Another unfortunate trend seems to be developing. Although the T0P500 has only been keeping tabs on system power consumption for a couple of years, that metric seems to be steadily rising for the list as a whole, and is rising especially fast for the top 10 systems. Fortunately power efficiency is going up too, but not fast enough to keep pace with user demand for bigger machines. If that curve can’t be bent, a larger and larger percentage of the expense of a supercomputer is going to be consumed by power and cooling.

The trend toward Intel CPUs continues.
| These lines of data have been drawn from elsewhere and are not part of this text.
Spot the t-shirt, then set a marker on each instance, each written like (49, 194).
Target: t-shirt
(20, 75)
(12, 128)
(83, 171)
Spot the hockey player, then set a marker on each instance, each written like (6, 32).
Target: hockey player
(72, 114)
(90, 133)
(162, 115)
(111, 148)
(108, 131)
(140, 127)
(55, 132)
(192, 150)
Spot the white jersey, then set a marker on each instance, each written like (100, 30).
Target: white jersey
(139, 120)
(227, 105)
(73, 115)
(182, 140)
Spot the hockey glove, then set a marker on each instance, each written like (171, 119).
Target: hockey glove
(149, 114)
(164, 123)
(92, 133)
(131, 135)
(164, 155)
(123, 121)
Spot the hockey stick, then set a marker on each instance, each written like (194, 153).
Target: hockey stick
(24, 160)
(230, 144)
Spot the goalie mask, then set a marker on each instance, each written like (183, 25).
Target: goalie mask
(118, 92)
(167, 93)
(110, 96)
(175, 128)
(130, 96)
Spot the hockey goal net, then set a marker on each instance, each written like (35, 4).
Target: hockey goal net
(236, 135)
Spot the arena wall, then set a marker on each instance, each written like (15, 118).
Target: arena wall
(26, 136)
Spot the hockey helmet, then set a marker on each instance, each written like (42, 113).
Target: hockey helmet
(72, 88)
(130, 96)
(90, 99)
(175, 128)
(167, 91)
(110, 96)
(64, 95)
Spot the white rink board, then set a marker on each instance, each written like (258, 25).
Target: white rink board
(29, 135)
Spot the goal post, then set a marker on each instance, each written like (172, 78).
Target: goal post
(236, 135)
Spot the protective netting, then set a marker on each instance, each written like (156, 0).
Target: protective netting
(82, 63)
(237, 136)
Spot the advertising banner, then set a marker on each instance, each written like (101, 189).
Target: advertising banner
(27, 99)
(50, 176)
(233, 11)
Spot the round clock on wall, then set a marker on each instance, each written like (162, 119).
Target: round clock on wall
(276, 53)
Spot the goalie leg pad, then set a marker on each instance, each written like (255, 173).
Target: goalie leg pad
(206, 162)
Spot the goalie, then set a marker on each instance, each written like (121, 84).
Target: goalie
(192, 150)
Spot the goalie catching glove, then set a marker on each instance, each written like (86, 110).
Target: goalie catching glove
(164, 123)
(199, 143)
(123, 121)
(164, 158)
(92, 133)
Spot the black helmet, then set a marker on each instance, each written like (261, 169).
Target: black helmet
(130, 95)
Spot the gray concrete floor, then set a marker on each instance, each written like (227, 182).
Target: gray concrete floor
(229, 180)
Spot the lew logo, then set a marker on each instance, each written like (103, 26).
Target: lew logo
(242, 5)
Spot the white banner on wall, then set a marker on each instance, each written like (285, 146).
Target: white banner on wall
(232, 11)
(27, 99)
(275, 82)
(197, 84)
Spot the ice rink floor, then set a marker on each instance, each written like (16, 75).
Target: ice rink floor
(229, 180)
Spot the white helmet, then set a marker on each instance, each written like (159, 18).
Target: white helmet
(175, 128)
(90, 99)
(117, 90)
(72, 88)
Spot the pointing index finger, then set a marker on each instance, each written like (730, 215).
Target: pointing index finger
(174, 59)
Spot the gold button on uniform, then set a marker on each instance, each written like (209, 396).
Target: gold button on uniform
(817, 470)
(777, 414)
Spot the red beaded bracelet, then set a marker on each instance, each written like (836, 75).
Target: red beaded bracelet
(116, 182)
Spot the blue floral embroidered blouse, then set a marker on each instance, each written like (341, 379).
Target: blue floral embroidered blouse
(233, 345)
The vast majority of systems — 408, to be precise — are based on Intel processors. AMD chips are in just 47 systems, despite being used in a disproportionate number of the top systems, including the number 1 (Jaguar), 3 (Roadrunner), and 4 (Kraken) machines. IBM Power-based systems are in third place with 42.

Finally, the trend toward InfiniBand remains unabated. There are now 207 systems on the list using InfiniBand fabric, up from 181 just six months ago. Interestingly, Gigabit Ethernet-based machines took a hit, dropping from 259 systems in November 2009, to 242 today. The battle between 10 GigE and InfiniBand awaits.